While the Barnes Foundation may be getting older, it still remains a force of nature in the city of Philadelphia. In its hundredth year, with its eclectic display choices and warm yellow walls, the museum is defined by intimacy, approachability, and comfort. It stands out compared to more traditional museums, which can often feel sterile. To celebrate l the Barnes Foundation is on this historic anniversary, the museum has hosted a variety of special programs and exhibitions throughout the year. While 2022 may be coming to a close, there are still lots of celebratory opportunities to take advantage of. 

Learning has always been a priority of the Barnes Foundation, dating back to its founding: “The driving ambition of Barnes Foundation founder, Dr. Barnes, was to teach ordinary people about art—especially those who didn’t know much (or anything!) about art or art history—and to give them an accessible method for looking at art, understanding it, and speaking about it,” says the Barnes. “That is why he started the Barnes Foundation 100 years ago. We continue to carry out Dr. Barnes's original vision, though we now approach education in a broader way so we can share the collection with many different audiences.” 

While some of these special exhibitions have already opened and closed, like Water, Wind, Breath: Southwest Native Art in Community as well as Isaac Julien: Once Again… (Statues Never Die), there is still much to see in the remaining few months of the year. Modigliani Up Close will be on view in the museum’s Roberts Gallery from October 16 until January 29th of next year. It will focus on Amedeo Modigliani’s art-making process, zooming in on a variety of works from museums across the globe to better understand how his iconic elongated forms came to be. 

The exhibition appeals to visitors with a wide array of interests and backgrounds based on its unique method: “Modigliani Up Close Using analytical techniques, including X-radiography, infrared reflectography, and X-ray fluorescence spectroscopy (XRF), conservators and conservation scientists have revealed previously unknown aspects of Modigliani’s work,” says the Barnes. “Those who visit will inevitably feel closer to Modigliani as an artist, seeing his work through the eyes of the experts, catching glimpses of the artist’s hand hidden beneath the surfaces of his work.” 

An archival exhibition, called Matisse, Dr. Barnes, and “The Dance,” on view this fall season in the Lower Level, is an unmissable, exclusive sneak peek into the past. Letters, sketches, and photographs give visitors a backstage view of correspondences between Dr. Barnes and Henri Matisse over the course of his creation of The Dance. This work, which now triumphs the lunettes of the museum’s Main Room’s South Wall, contains one of Matisse’s most memorable and iconic motifs. For those who are familiar with the Philadelphia Museum of Art, located just up the street from the Barnes, this exhibition brings the two Philly art meccas into dialogue: “Students can also visit the major Matisse in the 1930s exhibition at the Philadelphia Museum of Art (which explores a transformative decade in the art of Matisse, one that followed a deep creative slump--the turning point came in the fall of 1930, when Matisse [...] received the commission from Albert Barnes for a three-part mural, The Dance),” says the Barnes. 
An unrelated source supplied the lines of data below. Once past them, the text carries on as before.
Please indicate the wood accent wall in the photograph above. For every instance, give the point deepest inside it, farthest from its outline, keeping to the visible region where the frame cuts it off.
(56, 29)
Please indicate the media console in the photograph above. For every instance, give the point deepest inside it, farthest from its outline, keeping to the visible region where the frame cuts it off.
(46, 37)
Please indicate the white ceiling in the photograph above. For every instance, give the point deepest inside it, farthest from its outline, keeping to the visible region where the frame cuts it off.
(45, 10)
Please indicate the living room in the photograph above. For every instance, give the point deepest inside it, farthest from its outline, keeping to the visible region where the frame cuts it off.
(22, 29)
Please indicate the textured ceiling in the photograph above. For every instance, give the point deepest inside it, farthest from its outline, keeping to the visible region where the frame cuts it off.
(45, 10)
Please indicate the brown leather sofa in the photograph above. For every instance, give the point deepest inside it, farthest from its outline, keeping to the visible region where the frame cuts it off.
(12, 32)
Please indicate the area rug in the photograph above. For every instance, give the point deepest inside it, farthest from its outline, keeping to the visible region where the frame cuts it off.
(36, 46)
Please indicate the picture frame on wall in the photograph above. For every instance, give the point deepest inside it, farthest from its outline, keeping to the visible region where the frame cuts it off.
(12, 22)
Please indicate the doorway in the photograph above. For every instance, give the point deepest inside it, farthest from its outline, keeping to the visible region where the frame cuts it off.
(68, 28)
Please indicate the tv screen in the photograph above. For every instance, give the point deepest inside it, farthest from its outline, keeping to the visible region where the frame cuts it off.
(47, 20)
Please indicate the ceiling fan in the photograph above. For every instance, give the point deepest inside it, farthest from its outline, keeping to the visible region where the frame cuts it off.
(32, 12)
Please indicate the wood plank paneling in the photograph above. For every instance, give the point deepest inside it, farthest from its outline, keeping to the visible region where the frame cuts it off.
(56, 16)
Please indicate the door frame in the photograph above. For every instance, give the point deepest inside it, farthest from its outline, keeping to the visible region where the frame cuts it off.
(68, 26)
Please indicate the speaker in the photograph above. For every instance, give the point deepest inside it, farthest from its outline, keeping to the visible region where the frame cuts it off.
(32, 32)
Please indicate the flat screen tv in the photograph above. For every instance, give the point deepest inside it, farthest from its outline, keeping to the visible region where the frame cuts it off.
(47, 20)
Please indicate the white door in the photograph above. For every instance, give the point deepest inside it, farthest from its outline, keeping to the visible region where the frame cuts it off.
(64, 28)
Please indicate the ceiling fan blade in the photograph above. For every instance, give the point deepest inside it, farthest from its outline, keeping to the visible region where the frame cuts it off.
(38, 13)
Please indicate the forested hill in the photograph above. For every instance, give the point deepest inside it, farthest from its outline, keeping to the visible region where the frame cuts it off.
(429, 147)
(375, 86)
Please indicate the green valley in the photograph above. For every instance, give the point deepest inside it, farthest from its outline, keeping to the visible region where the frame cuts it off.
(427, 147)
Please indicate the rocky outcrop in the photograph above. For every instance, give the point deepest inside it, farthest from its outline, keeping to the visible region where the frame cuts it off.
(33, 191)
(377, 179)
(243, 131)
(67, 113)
For those who have not yet experienced the mesmerizing rooms of the Barnes, there is no time like the present. Students with valid I.D. can visit the museum, located on Benjamin Franklin Parkway, for just $5. And, on December 4, admission is free along with a variety of family activities in honor of both the centennial anniversary and 10 years of Free First Sunday Family Day’s partnership with PECO.

No matter the year, the Barnes Foundation has always offered a unique museum experience. The building, full of works ranging from Impressionism to Mannerism and beyond, has created its own history. The Barnes is a marvel for the city of Philadelphia as well as the broader art world, so go wish it a happy 100th birthday while you still can!